Il giorno dopo la sconfitta con il Feyenoord e a due giorni dal derby contro la Roma ha parlato a Lazio Style Radio l'ex capitano della Lazio, Marco Parolo. Queste le sue dichiarazioni fra Europa e Serie A: "Quella col Feyenoord è stata una partita in cui la Lazio è stata dentro nonostante qualche cambio di formazione. Nel primo tempo però bisognava fare gol viste le occasioni create. Nella ripresa l'inerzia sembrava più verso il Feyenoord anche per via della pressione del pubblico di casa e della gestione arbitrale non troppo lineare.
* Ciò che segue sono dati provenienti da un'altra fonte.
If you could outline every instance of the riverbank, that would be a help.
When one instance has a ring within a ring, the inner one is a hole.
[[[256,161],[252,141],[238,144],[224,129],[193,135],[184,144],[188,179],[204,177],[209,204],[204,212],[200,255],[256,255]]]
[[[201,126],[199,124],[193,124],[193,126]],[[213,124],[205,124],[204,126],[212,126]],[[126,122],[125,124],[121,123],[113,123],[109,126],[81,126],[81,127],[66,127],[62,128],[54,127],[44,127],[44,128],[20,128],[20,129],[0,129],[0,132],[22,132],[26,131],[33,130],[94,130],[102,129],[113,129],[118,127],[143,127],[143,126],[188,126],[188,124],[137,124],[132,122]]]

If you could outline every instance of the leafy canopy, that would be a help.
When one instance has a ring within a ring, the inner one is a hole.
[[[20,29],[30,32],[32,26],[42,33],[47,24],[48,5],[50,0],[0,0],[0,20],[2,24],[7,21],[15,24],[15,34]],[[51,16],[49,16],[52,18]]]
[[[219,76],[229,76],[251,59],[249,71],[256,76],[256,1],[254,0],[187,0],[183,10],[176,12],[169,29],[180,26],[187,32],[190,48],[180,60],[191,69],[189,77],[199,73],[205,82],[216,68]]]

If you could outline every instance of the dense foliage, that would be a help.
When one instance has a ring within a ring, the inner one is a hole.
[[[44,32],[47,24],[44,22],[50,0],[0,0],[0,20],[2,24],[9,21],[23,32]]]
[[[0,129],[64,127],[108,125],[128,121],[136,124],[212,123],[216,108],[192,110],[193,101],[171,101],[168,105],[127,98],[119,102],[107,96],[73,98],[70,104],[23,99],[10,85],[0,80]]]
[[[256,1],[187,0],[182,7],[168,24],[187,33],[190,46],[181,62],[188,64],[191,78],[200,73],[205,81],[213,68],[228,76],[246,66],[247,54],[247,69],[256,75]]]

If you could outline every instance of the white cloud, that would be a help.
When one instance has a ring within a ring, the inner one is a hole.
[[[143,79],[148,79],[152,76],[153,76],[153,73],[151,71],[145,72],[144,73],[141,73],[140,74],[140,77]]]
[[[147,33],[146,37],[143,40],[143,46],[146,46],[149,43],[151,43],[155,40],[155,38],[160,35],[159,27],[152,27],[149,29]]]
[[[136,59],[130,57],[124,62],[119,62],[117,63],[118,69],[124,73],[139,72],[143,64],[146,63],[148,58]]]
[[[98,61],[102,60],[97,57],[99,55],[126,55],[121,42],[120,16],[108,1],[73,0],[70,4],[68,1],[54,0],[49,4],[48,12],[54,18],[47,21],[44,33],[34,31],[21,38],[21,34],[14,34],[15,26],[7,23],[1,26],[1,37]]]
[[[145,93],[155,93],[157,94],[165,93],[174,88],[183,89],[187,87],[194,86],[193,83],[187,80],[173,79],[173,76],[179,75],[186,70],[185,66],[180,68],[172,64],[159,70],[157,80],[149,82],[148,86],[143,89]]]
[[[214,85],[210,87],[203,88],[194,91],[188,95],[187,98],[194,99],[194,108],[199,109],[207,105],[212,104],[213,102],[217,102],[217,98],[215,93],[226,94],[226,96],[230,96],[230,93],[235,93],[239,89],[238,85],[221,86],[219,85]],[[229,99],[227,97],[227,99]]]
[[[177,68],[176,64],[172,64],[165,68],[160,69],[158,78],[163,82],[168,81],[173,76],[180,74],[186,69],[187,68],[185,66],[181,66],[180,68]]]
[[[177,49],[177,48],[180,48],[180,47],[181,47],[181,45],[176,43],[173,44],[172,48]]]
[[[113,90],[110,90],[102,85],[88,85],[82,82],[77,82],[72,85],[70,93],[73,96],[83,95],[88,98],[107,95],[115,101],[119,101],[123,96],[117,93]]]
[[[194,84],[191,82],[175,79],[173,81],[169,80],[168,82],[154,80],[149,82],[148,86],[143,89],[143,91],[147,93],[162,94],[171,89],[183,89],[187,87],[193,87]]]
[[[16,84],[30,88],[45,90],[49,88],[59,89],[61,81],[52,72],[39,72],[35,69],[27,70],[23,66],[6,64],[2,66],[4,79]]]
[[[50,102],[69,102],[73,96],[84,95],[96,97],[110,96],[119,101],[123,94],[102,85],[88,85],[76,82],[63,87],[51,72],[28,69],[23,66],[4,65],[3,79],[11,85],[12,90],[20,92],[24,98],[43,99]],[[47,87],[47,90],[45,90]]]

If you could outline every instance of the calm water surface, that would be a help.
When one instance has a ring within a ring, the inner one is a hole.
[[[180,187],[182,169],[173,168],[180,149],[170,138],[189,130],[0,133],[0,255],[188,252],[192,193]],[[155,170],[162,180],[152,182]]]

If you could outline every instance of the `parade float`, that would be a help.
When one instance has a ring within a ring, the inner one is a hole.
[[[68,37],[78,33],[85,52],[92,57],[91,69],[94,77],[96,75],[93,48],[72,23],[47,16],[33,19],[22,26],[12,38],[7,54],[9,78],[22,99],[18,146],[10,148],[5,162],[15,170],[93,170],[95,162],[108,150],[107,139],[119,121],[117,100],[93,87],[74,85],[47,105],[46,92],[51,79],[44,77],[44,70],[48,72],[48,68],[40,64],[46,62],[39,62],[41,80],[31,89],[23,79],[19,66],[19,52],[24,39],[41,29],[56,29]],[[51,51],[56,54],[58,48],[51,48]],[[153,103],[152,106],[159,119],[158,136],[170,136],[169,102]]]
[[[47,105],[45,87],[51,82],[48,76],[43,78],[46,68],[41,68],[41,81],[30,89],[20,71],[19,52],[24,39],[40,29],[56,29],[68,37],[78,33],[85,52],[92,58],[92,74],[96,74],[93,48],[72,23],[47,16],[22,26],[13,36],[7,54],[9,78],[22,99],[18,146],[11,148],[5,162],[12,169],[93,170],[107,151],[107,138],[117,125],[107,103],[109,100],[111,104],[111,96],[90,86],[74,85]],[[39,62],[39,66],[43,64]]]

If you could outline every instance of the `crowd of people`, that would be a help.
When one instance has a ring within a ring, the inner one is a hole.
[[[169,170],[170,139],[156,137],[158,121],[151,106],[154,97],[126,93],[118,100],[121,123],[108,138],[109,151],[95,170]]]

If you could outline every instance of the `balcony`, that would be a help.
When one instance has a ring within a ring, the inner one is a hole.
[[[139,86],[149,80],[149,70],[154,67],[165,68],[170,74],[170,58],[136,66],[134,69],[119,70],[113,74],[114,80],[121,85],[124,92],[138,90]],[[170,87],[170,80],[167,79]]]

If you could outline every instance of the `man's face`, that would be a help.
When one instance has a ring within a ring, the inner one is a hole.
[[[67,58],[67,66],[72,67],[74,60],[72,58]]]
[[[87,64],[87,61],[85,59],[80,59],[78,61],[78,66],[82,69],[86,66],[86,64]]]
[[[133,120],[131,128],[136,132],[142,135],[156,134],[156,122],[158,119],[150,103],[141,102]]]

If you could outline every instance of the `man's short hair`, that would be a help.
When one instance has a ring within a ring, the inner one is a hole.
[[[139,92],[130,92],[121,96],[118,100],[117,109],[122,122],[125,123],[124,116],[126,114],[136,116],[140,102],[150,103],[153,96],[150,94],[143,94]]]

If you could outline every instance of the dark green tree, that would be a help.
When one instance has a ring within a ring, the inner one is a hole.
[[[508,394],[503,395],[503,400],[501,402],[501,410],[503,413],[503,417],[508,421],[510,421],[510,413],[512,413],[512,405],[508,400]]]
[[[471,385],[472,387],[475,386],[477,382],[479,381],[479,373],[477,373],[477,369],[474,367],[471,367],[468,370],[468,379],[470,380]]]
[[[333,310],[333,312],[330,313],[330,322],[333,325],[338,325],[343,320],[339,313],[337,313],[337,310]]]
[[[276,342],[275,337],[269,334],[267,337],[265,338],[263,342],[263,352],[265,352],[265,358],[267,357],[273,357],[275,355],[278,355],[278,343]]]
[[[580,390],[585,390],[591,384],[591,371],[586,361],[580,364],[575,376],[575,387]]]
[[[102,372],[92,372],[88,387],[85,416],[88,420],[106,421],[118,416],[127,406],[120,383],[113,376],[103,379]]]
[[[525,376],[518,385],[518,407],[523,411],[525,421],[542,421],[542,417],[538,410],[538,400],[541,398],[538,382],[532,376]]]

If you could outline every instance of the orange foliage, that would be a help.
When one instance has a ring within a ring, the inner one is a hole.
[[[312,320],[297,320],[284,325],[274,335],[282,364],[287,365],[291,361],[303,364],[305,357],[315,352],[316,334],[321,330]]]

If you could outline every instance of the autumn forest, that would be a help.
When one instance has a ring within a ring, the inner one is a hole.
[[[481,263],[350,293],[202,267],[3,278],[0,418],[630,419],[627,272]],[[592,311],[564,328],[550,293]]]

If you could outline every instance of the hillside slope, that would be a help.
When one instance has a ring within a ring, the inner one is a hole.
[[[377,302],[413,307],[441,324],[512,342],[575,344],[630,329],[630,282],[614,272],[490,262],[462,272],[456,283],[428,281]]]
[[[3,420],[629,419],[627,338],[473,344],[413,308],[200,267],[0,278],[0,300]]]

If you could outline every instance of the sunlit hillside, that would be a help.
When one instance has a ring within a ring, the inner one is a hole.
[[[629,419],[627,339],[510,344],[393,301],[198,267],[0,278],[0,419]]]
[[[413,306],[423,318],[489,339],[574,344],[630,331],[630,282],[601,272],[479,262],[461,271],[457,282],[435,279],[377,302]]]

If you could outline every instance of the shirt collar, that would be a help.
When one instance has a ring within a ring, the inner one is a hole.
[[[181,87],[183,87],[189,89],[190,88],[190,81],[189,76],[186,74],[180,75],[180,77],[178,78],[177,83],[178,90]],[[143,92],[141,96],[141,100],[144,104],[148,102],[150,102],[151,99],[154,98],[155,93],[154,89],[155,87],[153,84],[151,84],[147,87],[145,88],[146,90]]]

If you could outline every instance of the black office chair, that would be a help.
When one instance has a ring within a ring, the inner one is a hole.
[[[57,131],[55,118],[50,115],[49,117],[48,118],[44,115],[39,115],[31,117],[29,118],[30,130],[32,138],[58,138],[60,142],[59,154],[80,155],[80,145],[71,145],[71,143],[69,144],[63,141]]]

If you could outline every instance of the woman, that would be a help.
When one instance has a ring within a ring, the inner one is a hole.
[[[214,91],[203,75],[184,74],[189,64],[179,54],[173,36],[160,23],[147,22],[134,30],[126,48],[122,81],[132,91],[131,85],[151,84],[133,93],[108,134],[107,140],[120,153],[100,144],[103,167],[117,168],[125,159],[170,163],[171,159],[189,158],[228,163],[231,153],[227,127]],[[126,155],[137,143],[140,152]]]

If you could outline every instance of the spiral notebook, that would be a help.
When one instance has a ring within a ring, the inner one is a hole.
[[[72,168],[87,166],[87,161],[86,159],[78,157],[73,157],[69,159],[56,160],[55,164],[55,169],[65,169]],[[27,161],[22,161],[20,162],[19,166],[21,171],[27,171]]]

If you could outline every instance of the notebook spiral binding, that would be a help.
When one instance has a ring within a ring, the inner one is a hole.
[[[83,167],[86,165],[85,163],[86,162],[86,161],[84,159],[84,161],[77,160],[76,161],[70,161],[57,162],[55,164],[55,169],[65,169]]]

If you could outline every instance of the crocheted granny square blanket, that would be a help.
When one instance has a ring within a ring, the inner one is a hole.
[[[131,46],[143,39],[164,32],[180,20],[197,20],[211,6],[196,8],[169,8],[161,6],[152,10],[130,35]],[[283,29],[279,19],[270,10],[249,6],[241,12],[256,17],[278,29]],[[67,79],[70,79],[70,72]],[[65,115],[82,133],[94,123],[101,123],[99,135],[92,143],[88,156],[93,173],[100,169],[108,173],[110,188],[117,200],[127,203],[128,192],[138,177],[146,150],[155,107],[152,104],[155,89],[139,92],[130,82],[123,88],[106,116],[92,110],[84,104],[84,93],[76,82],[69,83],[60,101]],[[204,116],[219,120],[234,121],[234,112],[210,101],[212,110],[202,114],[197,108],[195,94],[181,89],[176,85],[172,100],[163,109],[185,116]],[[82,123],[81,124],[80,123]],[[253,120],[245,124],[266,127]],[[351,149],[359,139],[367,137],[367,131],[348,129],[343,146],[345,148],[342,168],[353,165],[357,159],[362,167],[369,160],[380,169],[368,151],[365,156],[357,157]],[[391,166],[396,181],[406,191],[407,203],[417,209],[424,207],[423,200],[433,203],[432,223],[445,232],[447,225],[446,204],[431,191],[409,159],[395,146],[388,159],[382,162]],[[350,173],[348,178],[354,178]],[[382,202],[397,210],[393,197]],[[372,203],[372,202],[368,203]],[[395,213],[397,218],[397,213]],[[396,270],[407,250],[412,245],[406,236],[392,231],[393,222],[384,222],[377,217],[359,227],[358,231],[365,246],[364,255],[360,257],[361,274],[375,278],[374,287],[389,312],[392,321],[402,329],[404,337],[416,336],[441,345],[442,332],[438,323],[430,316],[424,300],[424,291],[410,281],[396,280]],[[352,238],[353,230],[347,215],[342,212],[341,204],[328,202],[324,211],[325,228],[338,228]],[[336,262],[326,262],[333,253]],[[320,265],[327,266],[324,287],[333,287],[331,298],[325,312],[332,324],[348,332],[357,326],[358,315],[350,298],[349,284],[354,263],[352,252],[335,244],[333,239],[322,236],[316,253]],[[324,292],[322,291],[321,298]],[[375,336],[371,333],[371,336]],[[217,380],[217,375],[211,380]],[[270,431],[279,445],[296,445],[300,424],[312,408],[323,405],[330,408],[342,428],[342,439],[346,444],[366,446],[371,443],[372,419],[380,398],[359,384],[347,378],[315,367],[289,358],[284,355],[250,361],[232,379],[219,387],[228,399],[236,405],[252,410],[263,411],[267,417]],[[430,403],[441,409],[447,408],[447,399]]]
È mancata la mentalità vincente perché il girone era alla portata. Sul loro gol c'è stata più sfortuna. Non ho visto il fallo su Patric, probabilmente c'era quello su Cancellieri. Dopo il gol la Lazio non ha avuto la forza di reagire e si è innervosita così come già successo contro la Salernitana. Adesso in Conference bisognerà essere concentrati per andare avanti. Non è scontato vincere una competizione. Anche la Coppa Italia all'inizio non la guarda nessuno, poi dalle semifinali le partite diventano agguerrite e la finale diventa spettacolare. Giocare per vincere aiuta a crescere mentalmente".
Che derby si aspetta?
"È una storia a sé. Spesso la squadra che è messo peggio poi tira fuori il meglio. La Roma però per caratteristiche ti portano a giocare male. Si tratta di una sfida adrenalinica, magica in cui giochi per il tifoso. Chi visita Roma non può non vederlo a prescindere dalla fazione. Vincerlo è un'emozione unica, è uno dei regali più belli che si può fare ad un tifoso della Lazio. Sono molto legato a quelli di Coppa Italia che ci ha aperto le porte alla vittoria del mio primo trofeo, ovvero la Supercoppa contro la Juventus. Sarà una partita intensa e fisica. La squadra dovrà mantenere la calma per poi palleggiare bene e portarla a casa. La Lazio per come è concepita ha singoli straordinari che vengono esaltati dal collettivo. La Roma invece può anche non essere squadra e affidarsi alla giocata dei suoi uomini migliori".